今朝のテレビで、篠山市のデカンショ祭りが放送されたが、この語源の話がないままに終わったので、念のため篠山市との関係を検索してみた。
デカンショの起源と語源については篠山町七十五年史(1955)と
篠山町百年史(1980)の2冊にあり、百年史では「はやし言葉にすぎず、特別の意味を持たない」と断言しているが、、七十五年史では「デカルト・カント・ショーペンハーウェル」説を採っている。

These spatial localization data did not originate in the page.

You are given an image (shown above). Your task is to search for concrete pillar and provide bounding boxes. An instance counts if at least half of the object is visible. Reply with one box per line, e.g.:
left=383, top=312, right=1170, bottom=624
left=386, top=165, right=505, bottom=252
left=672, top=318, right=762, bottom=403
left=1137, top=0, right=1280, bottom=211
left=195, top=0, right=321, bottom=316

デカンショ節は、江戸時代から歌われていた篠山地方の「みつ節」の変形したものというのが通説だが、デカンショ節が全国に普及した過程において見落としてはならぬものに、千葉県館山の江戸屋(宿屋)における東京一高の学生たちとの出会いがあるという。
旧篠山藩青山家の奨励によって、廃藩後郷土の秀才を年々東京に遊学され、多くの秀才を養成されたことは有名である。そして遊学生たちは夏になると房州八幡の浜(1979年現在の館山市)を銷夏地と定めここにやってきた。
たまたま明治31年(1898年)の夏、江戸屋の二階で青山忠允他篠山町出身の若者達が蛮声を張り上げて元気よく唄ったのが郷土の盆踊りの唄であった。
ちょうど階下に居合わせた一高生の水泳部員たちがこれを聞き、唄の自然性や野性味、またその節廻しやリズム感がよく、たちまち気に入り、篠山出身の若者たちに付添い訓育に当たっていた亘理章三郎(後に東京高等師範学校の教授)らから唄の指導をうけ意気投合、そして彼らは東京に帰ってからも自由奔放にこれを唄いまくったから、たちまち多くの学生や若者の共鳴を受けて愛唱されるようになり、全国に広まったといわれているそうだ。